Il libro non racconta una storia, ma l’interazione fra un docente di francese e la sua classe di scuola media: una classe nella periferia parigina, non facile, con molti stranieri; e una interazione che si svolge tutta o quasi in un’aula, con qualche sconfinamento nell’ufficio del preside, nella sala professori e nella stanza delle riunioni del consiglio di classe. È un libro né comico né tragico. Più semplicemente è la fotografia di una realtà concreta fatta utilizzando molti dialoghi, sull’oggetto dell’insegnamento e su molto altro, a volte pacati, a volte duri e muso a muso, a volte impregnati di sarcasmo. Non senza ragione, può essere visto anche come un utile strumento di riflessione su una realtà scolastica che non sta soltanto alla periferia di Parigi, ma anche in Brianza, a Busto Arsizio e a Varese; e dovunque nel mondo si viva male, il che avviene soprattutto nelle grandi aree urbanizzate del mondo occidentale, devastate e piene di ingiustizie, di diseguaglianze e di oppressione. Uno strumento fra i tanti possibili, sia ben chiaro, e sapendo che professori e studenti, in linea di massima, per riflettere su se stessi ed i loro problemi, non avranno aspettato l’uscita di questo libro e questo film.

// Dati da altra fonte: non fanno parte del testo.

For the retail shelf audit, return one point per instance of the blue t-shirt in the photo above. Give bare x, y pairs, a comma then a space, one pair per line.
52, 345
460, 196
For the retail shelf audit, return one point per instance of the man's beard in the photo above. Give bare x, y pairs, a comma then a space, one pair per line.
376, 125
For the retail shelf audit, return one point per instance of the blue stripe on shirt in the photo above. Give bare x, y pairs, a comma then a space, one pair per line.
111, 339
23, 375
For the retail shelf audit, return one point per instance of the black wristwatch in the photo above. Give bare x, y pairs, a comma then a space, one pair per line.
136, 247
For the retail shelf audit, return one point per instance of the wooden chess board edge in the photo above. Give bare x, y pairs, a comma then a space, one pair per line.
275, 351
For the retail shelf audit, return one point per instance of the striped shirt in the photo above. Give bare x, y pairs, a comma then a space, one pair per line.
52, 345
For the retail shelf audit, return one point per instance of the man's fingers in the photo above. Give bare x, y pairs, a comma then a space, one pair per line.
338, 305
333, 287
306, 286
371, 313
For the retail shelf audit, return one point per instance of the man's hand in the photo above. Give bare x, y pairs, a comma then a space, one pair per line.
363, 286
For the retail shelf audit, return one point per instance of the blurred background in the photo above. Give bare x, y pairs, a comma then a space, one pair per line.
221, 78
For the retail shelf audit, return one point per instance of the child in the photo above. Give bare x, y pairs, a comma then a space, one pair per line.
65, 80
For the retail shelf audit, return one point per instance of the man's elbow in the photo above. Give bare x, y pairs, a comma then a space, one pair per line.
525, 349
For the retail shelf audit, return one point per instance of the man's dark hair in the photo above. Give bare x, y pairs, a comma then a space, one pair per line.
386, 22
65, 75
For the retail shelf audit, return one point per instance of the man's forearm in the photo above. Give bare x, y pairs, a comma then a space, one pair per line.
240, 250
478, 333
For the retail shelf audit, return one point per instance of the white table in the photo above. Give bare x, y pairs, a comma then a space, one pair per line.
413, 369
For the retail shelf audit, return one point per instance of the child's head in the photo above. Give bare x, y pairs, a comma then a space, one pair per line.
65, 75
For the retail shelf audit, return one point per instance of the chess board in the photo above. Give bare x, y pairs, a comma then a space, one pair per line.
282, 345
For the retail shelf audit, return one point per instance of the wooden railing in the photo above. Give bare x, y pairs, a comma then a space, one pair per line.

Per finire, varrebbe forse la pena dire che la miglior cosa sarebbe, partendo dalla classe e dal suo professore protagonisti, riflettere su che tipo di società sia quella in cui viviamo per arrivare alle situazioni, ai conflitti, ai disagi che queste studentesse e questi studenti, e i loro insegnanti, vivono. Come sono questi ragazzi? Perché sono così? Chi li ha fatti? Sono fatti dal consumismo, dall’arrivismo, dal mercato, dalla violenza, dalla povertà spirituale, dall’assenza di valori alti e altri da quelli loro propinati, dalle ingiustizie subite e date per ineluttabili nel tipo di società che li cresce? E la scuola che cosa potrebbe fare? E che cosa fa? Un insegnante, ad esempio il protagonista, sia pur bravo, ha qualche possibilità di contribuire a risolvere i problemi se si muove dentro la logica di una società che i problemi li crea? O dovrebbe prendere altre strade? Domande, come si vede, non di poco conto, cui di certo non si potrà rispondere solo leggendo questo libro e vedendo il relativo film, ma io non trascurerei né l’uno né l’altro. L’invito, non per dovere d’ufficio, ma sentito, sarebbe rivolto anche ai genitori, il terzo protagonista che nel libro appare di sfuggita e sullo sfondo ma, come ognuno ben sa, esiste ed è importante.